Looking ahead, we'll probably need 50 percent more nurses than we employed in 2000. Given the laws of supply and demand, this all but ensures that nurses' wages will continue to rise.

So between the endless inventiveness of those who would overmedicate us to the unavoidable costs of a labor-intensive industry in an aging society, it is the supply side of medicine that is likely to push prices higher. This, says Reinhardt, is what policymakers should be thinking about.

But, he emphasizes, it doesn't have to happen. "If we begin to purge our healthcare system of Waste, Fraud and Abuse," we could save billions, Reinhardt notes. And when it comes to caring for the elderly, he suggests, "If we develop healthcare information technology, we could use it to monitor seniors in their homes -- instead of in nursing homes."

This is just one example of how the United States could bring costs down on the supply side. In addition, Medicare could use its clout to negotiate for lower drug and device prices -- just as other nations do. We could become more discriminating about what we buy from the healthcare industry's suppliers -- insisting on independent medical evidence that the new product or service really is worth the higher price. And patients could refuse to sign on for an elective procedure like knee replacement or prostate surgery unless they are given a chance to share in weighing risks against benefits. (See my post on "informed choice").

Finally, Sweden offers proof that an aging population doesn't have to spell financial disaster. The second day of the conference I interviewed Mona Heurgren, an economist at Sweden's National Board of Health and Welfare, and she pointed out that "while we have the oldest population in the EU, our healthcare costs haven't been rising. Over the last 15 years or so, the share of our citizens who are older has been growing, yet healthcare spending has stayed level at about 9 percent of GDP."

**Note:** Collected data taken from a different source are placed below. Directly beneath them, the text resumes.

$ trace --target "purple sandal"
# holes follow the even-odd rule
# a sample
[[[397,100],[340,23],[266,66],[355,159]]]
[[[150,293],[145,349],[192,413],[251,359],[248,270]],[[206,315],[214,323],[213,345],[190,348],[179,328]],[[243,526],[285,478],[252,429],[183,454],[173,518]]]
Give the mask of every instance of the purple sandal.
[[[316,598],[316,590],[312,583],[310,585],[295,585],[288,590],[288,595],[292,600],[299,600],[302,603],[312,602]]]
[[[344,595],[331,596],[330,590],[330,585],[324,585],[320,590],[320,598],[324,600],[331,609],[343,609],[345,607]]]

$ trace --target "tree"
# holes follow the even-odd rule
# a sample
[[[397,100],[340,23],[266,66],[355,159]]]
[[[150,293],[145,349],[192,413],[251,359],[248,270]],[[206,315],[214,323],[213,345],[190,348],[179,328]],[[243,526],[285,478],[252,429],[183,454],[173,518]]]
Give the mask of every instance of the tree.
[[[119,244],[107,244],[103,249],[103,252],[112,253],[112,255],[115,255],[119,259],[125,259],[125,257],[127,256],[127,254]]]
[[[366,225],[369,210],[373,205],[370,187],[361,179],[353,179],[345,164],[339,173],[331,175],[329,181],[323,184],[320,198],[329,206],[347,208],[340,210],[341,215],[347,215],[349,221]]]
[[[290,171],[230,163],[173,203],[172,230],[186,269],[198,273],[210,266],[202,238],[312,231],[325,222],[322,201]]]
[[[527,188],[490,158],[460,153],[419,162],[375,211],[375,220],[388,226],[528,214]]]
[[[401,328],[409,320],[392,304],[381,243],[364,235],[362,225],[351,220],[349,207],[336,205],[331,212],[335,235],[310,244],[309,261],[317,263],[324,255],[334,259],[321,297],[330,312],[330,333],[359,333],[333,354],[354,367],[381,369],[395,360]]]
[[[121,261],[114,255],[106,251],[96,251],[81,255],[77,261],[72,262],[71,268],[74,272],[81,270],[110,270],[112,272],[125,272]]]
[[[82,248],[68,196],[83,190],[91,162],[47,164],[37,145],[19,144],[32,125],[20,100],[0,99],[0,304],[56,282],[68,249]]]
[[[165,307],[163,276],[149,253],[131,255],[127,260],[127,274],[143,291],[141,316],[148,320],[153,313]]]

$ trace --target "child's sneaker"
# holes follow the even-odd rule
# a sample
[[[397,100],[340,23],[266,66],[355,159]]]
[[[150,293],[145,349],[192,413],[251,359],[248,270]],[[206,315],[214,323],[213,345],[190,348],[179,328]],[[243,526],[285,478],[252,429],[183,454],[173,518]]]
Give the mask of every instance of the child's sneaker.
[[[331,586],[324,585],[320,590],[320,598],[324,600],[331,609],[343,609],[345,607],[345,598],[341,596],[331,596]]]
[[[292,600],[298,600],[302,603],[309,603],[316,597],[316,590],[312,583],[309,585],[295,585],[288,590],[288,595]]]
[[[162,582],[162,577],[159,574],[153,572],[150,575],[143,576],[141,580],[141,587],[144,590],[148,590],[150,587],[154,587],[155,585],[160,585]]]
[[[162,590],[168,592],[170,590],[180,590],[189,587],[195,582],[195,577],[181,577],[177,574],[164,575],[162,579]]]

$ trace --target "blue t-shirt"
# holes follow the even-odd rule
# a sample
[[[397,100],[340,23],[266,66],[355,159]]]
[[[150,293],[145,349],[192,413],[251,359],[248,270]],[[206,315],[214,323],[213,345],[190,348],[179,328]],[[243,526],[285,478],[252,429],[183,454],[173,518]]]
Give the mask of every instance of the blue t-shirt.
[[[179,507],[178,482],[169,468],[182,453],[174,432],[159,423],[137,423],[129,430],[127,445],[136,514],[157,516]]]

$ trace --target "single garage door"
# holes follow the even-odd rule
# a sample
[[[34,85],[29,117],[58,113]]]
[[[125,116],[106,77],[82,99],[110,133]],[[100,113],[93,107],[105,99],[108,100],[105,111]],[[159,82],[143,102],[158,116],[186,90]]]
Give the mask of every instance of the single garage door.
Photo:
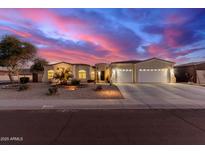
[[[118,83],[133,82],[132,75],[133,75],[132,69],[119,69],[117,70],[116,81]]]
[[[139,69],[138,82],[168,82],[167,69]]]

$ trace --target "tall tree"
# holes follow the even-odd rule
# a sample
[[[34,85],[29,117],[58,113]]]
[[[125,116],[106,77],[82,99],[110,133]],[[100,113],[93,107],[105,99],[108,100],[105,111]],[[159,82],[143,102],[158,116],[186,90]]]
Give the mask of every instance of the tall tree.
[[[34,64],[31,65],[30,71],[33,73],[41,73],[44,71],[44,66],[48,65],[48,61],[43,58],[34,59]]]
[[[4,36],[0,41],[0,65],[8,69],[8,76],[13,82],[13,75],[36,55],[34,45],[23,42],[15,36]]]

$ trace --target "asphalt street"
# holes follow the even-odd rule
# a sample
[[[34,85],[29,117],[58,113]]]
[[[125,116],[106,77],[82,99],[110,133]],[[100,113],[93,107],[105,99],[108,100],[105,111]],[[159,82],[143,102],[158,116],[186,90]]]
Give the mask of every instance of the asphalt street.
[[[205,144],[205,110],[0,111],[0,144]]]

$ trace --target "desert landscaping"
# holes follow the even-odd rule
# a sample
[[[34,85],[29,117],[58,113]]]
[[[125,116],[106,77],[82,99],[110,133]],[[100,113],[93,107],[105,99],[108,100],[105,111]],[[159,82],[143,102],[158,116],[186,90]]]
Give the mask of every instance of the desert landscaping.
[[[123,99],[122,94],[115,85],[101,84],[101,90],[95,90],[93,83],[82,84],[77,89],[60,86],[55,95],[48,95],[50,84],[28,83],[28,89],[18,91],[17,88],[6,88],[0,85],[0,99]]]

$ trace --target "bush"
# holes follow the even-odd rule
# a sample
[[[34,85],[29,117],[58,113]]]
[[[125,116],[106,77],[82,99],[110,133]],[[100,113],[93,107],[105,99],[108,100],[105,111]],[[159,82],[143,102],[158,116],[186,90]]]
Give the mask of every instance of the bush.
[[[25,83],[28,83],[29,82],[29,77],[21,77],[20,78],[20,83],[21,84],[25,84]]]
[[[56,95],[58,92],[57,86],[52,86],[48,88],[48,95]]]
[[[80,85],[80,80],[76,80],[76,79],[71,80],[71,85],[73,85],[73,86]]]
[[[100,91],[100,90],[102,90],[102,86],[101,86],[101,85],[98,85],[94,90],[95,90],[95,91]]]
[[[60,83],[60,85],[67,85],[68,84],[68,81],[62,81],[61,83]]]
[[[95,82],[95,80],[87,80],[88,83]]]
[[[18,87],[17,91],[24,91],[27,90],[29,86],[27,84],[22,84]]]

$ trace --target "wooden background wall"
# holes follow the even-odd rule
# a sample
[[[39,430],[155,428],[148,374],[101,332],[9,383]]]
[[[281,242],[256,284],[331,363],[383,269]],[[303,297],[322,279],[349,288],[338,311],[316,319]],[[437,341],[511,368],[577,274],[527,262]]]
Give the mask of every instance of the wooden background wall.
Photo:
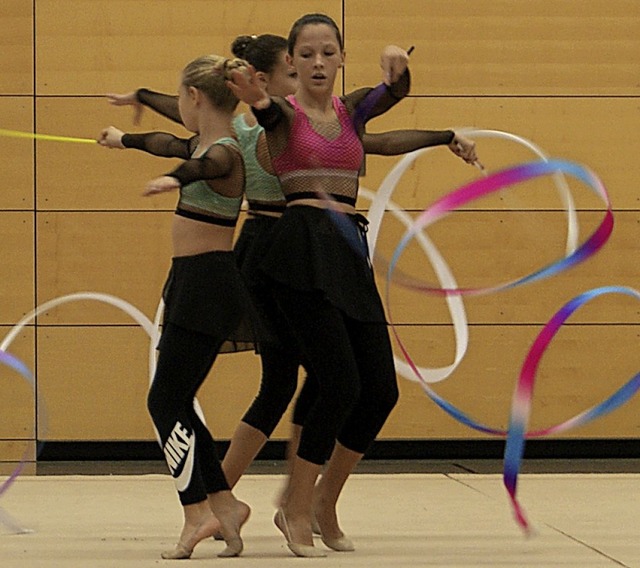
[[[479,420],[505,427],[513,386],[541,326],[568,299],[596,286],[638,287],[640,273],[640,3],[636,0],[3,0],[0,7],[0,128],[95,138],[170,129],[151,113],[140,127],[104,94],[147,86],[174,92],[184,64],[227,53],[241,33],[286,35],[306,12],[342,26],[344,89],[380,79],[378,52],[415,45],[413,91],[371,131],[470,126],[512,132],[548,154],[591,167],[605,182],[616,226],[585,264],[537,284],[465,299],[470,343],[457,371],[436,390]],[[341,86],[342,87],[342,86]],[[532,159],[522,147],[478,139],[490,169]],[[45,301],[81,291],[112,294],[153,318],[170,262],[175,196],[143,198],[144,182],[167,164],[135,151],[0,137],[0,336]],[[396,158],[368,158],[364,187],[376,189]],[[415,213],[478,176],[448,150],[420,158],[394,201]],[[602,203],[571,184],[584,239]],[[366,210],[368,202],[359,206]],[[379,250],[402,234],[385,216]],[[566,214],[550,178],[474,203],[429,230],[460,285],[492,285],[564,253]],[[432,271],[417,246],[406,270]],[[384,281],[380,281],[381,287]],[[393,319],[416,361],[453,360],[442,298],[391,291]],[[638,371],[640,304],[595,300],[563,327],[545,356],[532,426],[568,418]],[[19,459],[35,439],[153,440],[145,407],[148,339],[123,312],[73,302],[24,328],[10,352],[35,370],[26,381],[0,368],[0,461]],[[199,397],[214,435],[229,438],[254,396],[253,354],[224,356]],[[382,439],[484,436],[446,416],[400,378],[401,401]],[[632,401],[576,438],[640,436]],[[286,438],[287,420],[276,431]]]

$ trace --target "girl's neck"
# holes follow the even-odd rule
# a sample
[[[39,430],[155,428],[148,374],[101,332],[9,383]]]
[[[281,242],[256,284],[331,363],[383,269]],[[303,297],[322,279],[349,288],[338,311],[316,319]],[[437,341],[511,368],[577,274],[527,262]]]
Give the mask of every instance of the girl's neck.
[[[295,92],[296,101],[305,110],[318,114],[329,114],[333,111],[333,93],[330,91],[313,93],[305,89]]]
[[[233,114],[218,109],[203,109],[198,117],[200,145],[210,145],[220,138],[234,136]]]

How has Sweden managed the buck the trend? For one, 95 percent of the country's hospitals and doctors use electronic medical records, which guarantee fewer errors and much greater efficiency. (As of three years ago, only 15 percent to 20 percent of U.S doctors' offices and 20 percent to 25 percent of U.S. hospitals had implemented electronic medical records, and adoption continues to move slowly as we try to decide who should pay for healthcare IT).

Moreover, in Sweden, preventive care is free. So no one is tempted to skip a needed Pap smear. Diabetics go for their eye checkups. In the United States, by contrast, many 50-something patients put off care that they can't afford, waiting until they reach the magic age of 65 and qualify for Medicare. At that point, the catch-up care they need can be very expensive and in some cases, their health has been permanently damaged.

Finally, in Sweden, long-term care is included in the national healthcare package, which is financed almost entirely through income taxes. Heurgren estimates that the share of a family's taxes that is used to fund healthcare equals roughly 10 percent of the average household's income. This is roughly what a median-income family in the United States lays out for health insurance -- if it is lucky enough to have an employer able and willing to pay slightly more than 50 percent of the family's healthcare premiums. (Comprehensive insurance for a family now fetches close to $13,000; if the employer pays $7,000, that leaves a family earning $60,000 with premiums of $6,000. Of course, in the United States that family also would face co-pays and deductibles, making healthcare more expensive, as a percentage of gross income, than in Sweden).

But as Heurgren puts it, with a modest shrug, "We're just a small country in the north." She is suggesting that Sweden is too small to serve as a model for larger nations. It is easier, in many ways, for Sweden to manage the challenges of 21st century medicine in a country where most people are middle-class and social solidarity is part of the culture.